Research Scientist Intern (TikTok-Privacy Innovation Lab-Multimodal Generative Model)

About the job

We are building next-generation generative foundation models, with a strong focus on diffusion-based and unified generation-understanding architectures, deployed in privacy-sensitive, production environments. This role sits at the intersection of Large-scale model training systems, GPU-first architecture and kernel-level optimization, Diffusion / DiT / unified multimodal foundation models, Privacy-preserving and compliant training pipelines.

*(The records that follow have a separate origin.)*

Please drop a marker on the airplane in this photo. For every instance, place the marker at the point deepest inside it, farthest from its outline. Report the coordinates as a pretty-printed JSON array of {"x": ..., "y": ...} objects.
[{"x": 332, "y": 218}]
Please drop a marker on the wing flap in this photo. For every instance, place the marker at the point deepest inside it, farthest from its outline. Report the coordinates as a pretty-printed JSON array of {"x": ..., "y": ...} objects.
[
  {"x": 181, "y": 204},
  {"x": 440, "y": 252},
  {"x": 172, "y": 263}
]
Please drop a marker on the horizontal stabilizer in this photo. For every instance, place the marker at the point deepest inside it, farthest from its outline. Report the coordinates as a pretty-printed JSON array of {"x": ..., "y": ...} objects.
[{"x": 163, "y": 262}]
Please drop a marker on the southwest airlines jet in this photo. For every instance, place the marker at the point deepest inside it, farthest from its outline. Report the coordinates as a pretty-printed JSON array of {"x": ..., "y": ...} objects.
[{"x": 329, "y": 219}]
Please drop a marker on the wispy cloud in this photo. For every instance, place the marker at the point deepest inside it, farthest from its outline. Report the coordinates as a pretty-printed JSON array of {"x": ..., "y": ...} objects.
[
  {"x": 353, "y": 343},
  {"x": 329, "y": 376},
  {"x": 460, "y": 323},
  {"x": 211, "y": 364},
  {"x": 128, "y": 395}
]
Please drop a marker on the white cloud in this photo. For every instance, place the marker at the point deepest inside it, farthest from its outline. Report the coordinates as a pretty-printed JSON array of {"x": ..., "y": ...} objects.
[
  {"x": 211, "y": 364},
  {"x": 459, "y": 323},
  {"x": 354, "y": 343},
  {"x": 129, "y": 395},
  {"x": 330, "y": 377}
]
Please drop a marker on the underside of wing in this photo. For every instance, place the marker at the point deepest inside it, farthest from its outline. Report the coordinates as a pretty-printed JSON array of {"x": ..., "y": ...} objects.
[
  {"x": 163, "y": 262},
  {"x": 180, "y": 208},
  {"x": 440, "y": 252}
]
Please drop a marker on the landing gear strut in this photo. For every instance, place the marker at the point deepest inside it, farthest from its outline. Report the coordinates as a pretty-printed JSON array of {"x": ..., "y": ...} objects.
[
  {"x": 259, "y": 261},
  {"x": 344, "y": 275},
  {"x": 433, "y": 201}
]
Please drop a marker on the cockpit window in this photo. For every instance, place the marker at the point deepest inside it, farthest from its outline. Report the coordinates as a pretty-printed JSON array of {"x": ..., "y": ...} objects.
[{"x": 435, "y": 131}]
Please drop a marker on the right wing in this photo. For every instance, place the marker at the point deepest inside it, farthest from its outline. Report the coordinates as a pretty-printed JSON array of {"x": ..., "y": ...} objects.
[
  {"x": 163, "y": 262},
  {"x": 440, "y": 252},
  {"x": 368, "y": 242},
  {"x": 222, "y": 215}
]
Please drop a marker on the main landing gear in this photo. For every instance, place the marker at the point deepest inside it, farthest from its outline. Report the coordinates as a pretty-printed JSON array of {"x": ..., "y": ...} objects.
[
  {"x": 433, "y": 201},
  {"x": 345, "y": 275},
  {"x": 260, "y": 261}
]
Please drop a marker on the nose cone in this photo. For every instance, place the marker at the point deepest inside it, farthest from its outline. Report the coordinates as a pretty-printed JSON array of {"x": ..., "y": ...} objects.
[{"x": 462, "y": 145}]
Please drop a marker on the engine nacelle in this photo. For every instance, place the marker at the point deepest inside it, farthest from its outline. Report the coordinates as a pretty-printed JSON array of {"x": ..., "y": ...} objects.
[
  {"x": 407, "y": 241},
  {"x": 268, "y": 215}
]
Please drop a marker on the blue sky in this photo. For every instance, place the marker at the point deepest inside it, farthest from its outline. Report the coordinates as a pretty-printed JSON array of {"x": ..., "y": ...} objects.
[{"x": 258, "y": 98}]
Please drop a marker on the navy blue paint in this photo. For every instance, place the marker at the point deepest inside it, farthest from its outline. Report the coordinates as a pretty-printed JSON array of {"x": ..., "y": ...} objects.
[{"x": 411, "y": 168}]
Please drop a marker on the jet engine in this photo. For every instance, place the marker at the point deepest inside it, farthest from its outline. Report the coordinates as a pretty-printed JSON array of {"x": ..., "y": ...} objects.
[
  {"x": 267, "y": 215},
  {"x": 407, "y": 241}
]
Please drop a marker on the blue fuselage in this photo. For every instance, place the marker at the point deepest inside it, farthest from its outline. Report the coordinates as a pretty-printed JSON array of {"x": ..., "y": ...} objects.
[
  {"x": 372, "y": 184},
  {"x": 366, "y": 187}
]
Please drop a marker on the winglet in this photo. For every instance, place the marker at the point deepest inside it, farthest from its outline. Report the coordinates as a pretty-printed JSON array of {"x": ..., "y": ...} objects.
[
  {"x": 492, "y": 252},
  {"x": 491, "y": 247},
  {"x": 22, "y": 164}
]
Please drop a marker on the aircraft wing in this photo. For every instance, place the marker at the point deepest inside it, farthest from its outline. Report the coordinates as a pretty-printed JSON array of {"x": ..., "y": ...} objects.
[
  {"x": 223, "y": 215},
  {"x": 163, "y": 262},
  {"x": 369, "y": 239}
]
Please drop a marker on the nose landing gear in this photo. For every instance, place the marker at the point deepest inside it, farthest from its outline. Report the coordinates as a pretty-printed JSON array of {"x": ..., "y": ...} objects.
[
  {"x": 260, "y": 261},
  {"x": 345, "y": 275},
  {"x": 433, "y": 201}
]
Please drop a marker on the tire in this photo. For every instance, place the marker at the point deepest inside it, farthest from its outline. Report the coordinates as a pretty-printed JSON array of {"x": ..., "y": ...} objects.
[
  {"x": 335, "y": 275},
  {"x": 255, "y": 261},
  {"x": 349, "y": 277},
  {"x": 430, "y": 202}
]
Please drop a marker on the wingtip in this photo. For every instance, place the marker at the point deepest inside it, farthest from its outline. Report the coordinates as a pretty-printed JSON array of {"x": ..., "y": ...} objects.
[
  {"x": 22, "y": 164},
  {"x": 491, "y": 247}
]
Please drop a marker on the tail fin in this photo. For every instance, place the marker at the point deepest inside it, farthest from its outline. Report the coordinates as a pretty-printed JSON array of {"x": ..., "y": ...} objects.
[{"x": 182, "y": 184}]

You will work on end-to-end training architecture design, from model-parallel execution and GPU efficiency to robust, fault-tolerant, privacy-aware training infrastructure.

Responsibilities

1. Develop a deep understanding of and optimize DiT + Flow Matching / Rectified Flow–based generative models

2. Lead or contribute to the design and implementation of: Diffusion Transformer (DiT / MM-DiT) architecture improvements; Unified text-to-image / text-to-video model designs; Latent space, tokenization, and conditioning mechanisms.

3. Perform joint algorithmic and system-level optimization, targeting: Training stability and convergence speed; Memory and compute efficiency; Generation quality and consistency

4. Address challenges in long-sequence, high-resolution, and video generation, including: Efficient attention and temporal modeling strategies; Long-context and long-latent modeling

5. Collaborate closely with systems and kernel engineers to map model designs to efficient implementations

6. Reproduce, analyze, and advance state-of-the-art generative models (beyond simple replication)

Qualifications

Minimum

1. Currently pursuing PhD in Computer science, computer engineering, or a related technical discipline.

2. Deep understanding of Diffusion / Flow Matching / Rectified Flow

3. Strong familiarity with DiT / Transformer-based architectures in generative modeling

4. Ability to debug the full pipeline from mathematical formulation → code → training → generated outputs

5. Proficiency with PyTorch and hands-on experience training large-scale models

Preferred

1. Practical experience with text-to-image or text-to-video models (non-toy systems)

2. Familiarity with multimodal modeling (Text / Image / Video / Audio)